Nein. Ich sehe überhaupt keine Gefahr. Der Datenschutz wird vorgeschoben, um die Urheberrechtsreform zum Scheitern zu bringen. Der Datenschutz wird oft instrumentalisiert. In Bereichen, wo er keine Rolle spielt, sollte man ihn auch nicht heranziehen.

Offenbar gibt es offensichtlich unterschiedliche Auffassungen unter den Datenschützern.
Da gibt es offensichtlich unterschiedliche Auffassungen, aber das beruht auf unterschiedlichem tatsächlichen Kenntnisstand.

Sie sind auch Musiker, also Urheber von kreativen Leistungen. Wie beurteilen Sie aus dieser Perspektive die Diskussion?
Ja, da bricht bei mir der Musiker durch. Ich finde, diese Rechtsreform war lange überfällig und ist sachgerecht. Sie berauben die Urheber ihrer geistigen Arbeit und eines Teils ihrer Identität, wenn sie ohne nachzufragen einfach fremde Ergebnisse im Internet bringen.

Einer der Gründe für die Protestierenden lautet: Es profitieren nur die Großen, und die Kleinen sind die Leidtragenden. Was entgegnen Sie?
Wenn ich klein bin, ist das keine Legitimation zu illegalem Verhalten. Wenn sich ein großes Unternehmen einen Architekten leisten kann, um die baurechtlichen Vorschriften einzuhalten, dann ist das keine Legitimation für einen Kleinen, der sich keinen Architekten leisten kann, illegal zu bauen.

Es ist eine große Protestbewegung gegen die Urheberrechtsreform entstanden, vor allem von jungen Leuten. Haben Sie den Eindruck, dass die alle falsch informiert sind?
Nein, ich habe nicht den Eindruck, dass die alle falsch informiert sind. Ich habe den Eindruck, dass die ein falsches Eigentumsrechtsverständnis haben. Die meinen, sie können sich ins gemachte Nest setzen und sich kulturelle Leistungen einfach unter den Nagel reißen. Es geht um diese Mentalität, alles, was andere schon geleistet haben, ohne Entgelt nutzen zu wollen.

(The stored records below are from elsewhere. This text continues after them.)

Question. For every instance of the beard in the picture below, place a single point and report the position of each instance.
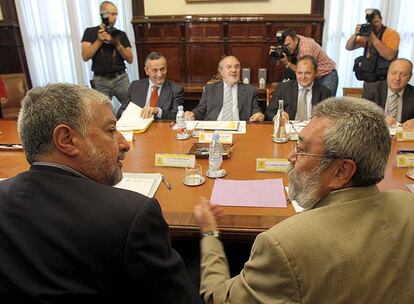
(304, 188)
(101, 168)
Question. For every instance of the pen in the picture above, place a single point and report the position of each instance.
(166, 183)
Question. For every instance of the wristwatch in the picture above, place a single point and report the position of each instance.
(214, 233)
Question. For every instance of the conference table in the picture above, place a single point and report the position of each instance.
(238, 223)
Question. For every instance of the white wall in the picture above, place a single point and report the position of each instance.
(223, 7)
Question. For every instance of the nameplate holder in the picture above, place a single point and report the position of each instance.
(207, 137)
(272, 164)
(174, 160)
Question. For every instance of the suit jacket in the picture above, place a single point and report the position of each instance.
(288, 92)
(377, 92)
(171, 96)
(355, 246)
(67, 238)
(211, 102)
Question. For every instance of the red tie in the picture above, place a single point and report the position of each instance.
(154, 97)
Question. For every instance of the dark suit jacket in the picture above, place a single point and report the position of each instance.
(171, 96)
(65, 238)
(288, 92)
(377, 92)
(211, 102)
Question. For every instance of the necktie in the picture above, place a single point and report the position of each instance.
(393, 105)
(154, 97)
(302, 111)
(227, 104)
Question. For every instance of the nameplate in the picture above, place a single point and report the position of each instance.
(405, 136)
(208, 137)
(272, 164)
(129, 135)
(174, 160)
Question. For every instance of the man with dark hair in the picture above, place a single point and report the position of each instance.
(299, 46)
(157, 96)
(108, 48)
(381, 44)
(299, 95)
(67, 235)
(352, 244)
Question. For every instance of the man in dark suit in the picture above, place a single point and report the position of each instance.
(67, 235)
(156, 95)
(229, 99)
(311, 92)
(396, 95)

Sie klingen emotional bei diesem Thema.
Das ist auch emotional. Wir streiten seit Jahrzehnten über den Urheberrechtsschutz bei diesem Thema. Es ist eine reife Leistung der Europäischen Union, das Urheberrecht ein Stück vorangebracht zu haben.

Michael Ronellenfitsch - Zur Person

Michael Ronellenfitsch amtiert seit 2003 als Datenschutzbeauftragter des Landes Hessen. Er wurde drei Mal wiedergewählt. Der 73-Jährige war bis zu seiner Emeritierung als Professor für Öffentliches Recht und Verwaltungsrecht in Tübingen tätig. Als Gitarrist spielt Ronellenfitsch mit seiner Band „Rockola“ Songs der 50er und 60er Jahre.